H. Wallon (1970, p. 96) souligne que "chez l'enfant les centres nerveux de la vie intellectuelle, c'est - à - dire les régions et les systèmes de l'écorce cérébrale les plus récemment évolués et qui sont les derniers à se myéliniser, c'est - à - dire à pouvoir fonctionner, laissent longtemps une sorte d'autonomie aux activités sensorimotrices et affectives, qui devront tomber sous leur contrôle.
L'objet de la psychologie peut être, au lieu de l'individu, une situation" (ibid p. 50).
Avant l'intelligence qui opère sur des représentations et des symboles, existe une intelligence des situations où l'action et les choses fusionnent. Le dédoublement du réel et de sa représentation viendra par la suite.
L'intelligence des situations est basée sur "l'intuition des rapports qui existent ou pourraient exister dans l'espace" (ibid p. 52). Mais lorsque l'enfant commence à parler il apprend la succession ordonnée, le langage se détaillant dans le temps. "Cette succession ordonnée suppose une simultanéité initiale, une intuition globale des parties qui auront à se distribuer d'une certaine façon dans la durée et qui doivent déjà occuper certaines positions réciproques" (ibid, p.80).
L'espace représentatif est un espace où l'ordre spatial, d'origine sensori - motrice est modulé par le langage et les "aptitudes intuitives" modelées par la sociabilité.
La fonction tonique "assure l'équilibre nécessaire à l'exécution de chaque geste ... la forme du geste étant déjà dessinée par la répartition du tonus dans l'appareil musculaire... (et) à cette accomodation en vue du mouvement se combine étroitement celle de l'appareil perceptif qui n'est pas moins tendue vers le but (vers l'objet) que celui - ci soit présent ou seulement attendu, pressenti et comme dessiné (lui aussi) dans l'attitude (du sujet)". (ibid, p. 148).
L'attitude, état combiné de sensibilité et de mouvement possède "le double caractère d'être simultanément ou alternativement préparation à l'acte et attente, prémouvement et préperception " le sujet étant en " état d'imprégnation perceptivo - motrice" (ibid,p. 149).
« L'imitation n'est pas copie trait pour trait d'un modèle dont l'image serait présente soit aux yeux, soit à l'esprit.
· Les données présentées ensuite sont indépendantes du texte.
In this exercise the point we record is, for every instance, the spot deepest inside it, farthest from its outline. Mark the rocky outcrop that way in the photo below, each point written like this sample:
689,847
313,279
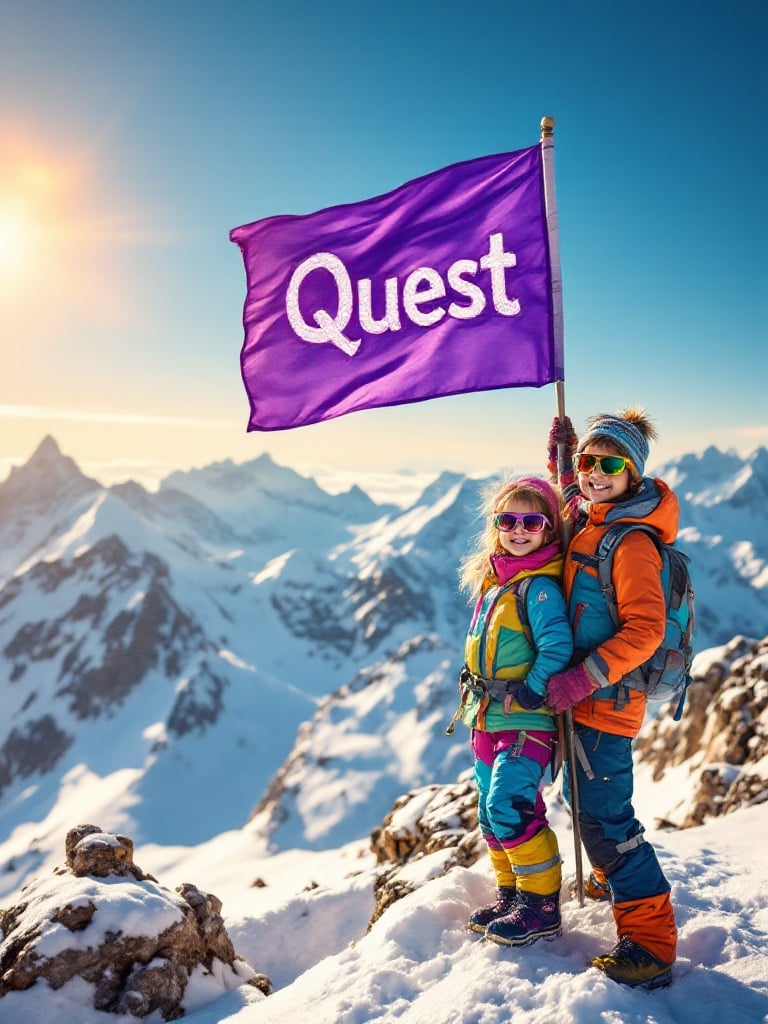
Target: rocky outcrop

Elle devance la représentation. Elle est ajustement des gestes à un prototype, qui n'est pas une figure mais un besoin latent [4] né d'impressions multiples » (ibid, p. 150).
L'activité au lieu d'être uniquement "tournée vers le monde extérieur pour en modifier les rapports, devient une modification du sujet lui - même... La conversion qui s'opère est celle de l'activité immédiatement utilitaire vers l'activité spéculaire" (ibid, p. 151).
H. Wallon estime "comme passage capital pour l'avenir intellectuel de l'enfant... celui qui le prend à sa fusion dans la situation ou l'objet... et qui l'amène au moment où il peut leur donner un équivalent fait d'images, de symboles, de propositions, c'est - à - dire de parties articulées dans le temps et graduellement mieux décomposables dans leurs éléments individuels [5] " (ibid, p. 155) .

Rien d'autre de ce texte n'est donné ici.